Snapsaved.com, a third-party site which allows users to save photos from Snapchat, claimed that a misconfiguration in its server was responsible for 100,000 photos and videos being leaked.

THE THIRD-PARTY site at the centre of a Snapchat leak, where 100,000 photos were said to be leaked online late last week, confirmed it was hacked.

The Guardian reports that Snapsaved.com, a third-party site which allows users to save photos that are normally deleted from Snapchat, explained how the photos surfaced online in a Facebook post.

In it, it claimed that a misconfiguration in its Apache server caused the site’s database of saved Snapchat photos and videos to become vulnerable to hackers.

The statement was provided after an anonymous poster on Pastebin claimed that the photos were provided by the site’s administrator and allowed them to freely download the database.

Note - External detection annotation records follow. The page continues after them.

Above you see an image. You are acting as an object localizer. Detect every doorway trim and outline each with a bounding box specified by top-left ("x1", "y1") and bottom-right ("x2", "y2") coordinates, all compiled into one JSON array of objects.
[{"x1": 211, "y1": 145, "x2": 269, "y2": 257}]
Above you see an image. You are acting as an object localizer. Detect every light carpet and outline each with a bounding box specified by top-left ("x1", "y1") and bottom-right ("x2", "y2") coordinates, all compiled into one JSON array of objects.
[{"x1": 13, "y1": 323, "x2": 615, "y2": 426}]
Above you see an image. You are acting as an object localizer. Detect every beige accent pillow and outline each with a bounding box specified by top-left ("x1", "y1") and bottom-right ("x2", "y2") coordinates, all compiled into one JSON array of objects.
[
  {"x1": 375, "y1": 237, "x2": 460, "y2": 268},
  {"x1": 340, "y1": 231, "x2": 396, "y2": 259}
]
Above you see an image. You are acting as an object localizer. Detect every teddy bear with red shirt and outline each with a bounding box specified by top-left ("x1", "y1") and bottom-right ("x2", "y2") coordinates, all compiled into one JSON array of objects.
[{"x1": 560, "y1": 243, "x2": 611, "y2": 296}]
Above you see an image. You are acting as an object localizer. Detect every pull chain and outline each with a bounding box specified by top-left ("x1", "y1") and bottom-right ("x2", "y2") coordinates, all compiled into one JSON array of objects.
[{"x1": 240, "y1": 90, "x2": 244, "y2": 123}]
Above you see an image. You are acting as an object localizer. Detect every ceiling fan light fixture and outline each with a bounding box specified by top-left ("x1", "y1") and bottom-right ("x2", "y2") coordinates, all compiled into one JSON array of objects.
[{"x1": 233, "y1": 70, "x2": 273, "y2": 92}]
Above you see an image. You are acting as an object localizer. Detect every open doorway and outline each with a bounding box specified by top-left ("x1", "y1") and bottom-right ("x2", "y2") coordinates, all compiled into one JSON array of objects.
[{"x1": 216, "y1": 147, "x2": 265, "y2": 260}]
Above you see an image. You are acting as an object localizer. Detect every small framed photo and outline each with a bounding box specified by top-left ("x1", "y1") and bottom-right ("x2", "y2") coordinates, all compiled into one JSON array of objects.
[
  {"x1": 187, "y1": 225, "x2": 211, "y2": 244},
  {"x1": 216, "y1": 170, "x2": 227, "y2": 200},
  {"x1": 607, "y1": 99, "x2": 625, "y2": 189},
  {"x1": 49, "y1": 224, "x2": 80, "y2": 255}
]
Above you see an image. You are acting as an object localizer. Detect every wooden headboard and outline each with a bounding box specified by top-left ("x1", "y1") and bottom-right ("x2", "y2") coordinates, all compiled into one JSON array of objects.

Snapsaved denied the claim and said that no usernames were leaked along with the images saying that “the dictionary index the poster is referring to, was never publicly available.”

It said that it took the site offline as soon as it realised it was hacked. It said it deleted all of the information on the site which affected 500MB of images and no personal information was revealed.

When news of the photo leak emerged, Snapchat distanced itself from the situation saying that its own servers weren’t breached and that it prohibited the use of third-party apps to send and receive apps.

In a statement to Business Insider, it said it tries to get as many third-party Snapchat apps taken down and it has succeeded in getting many of them removed.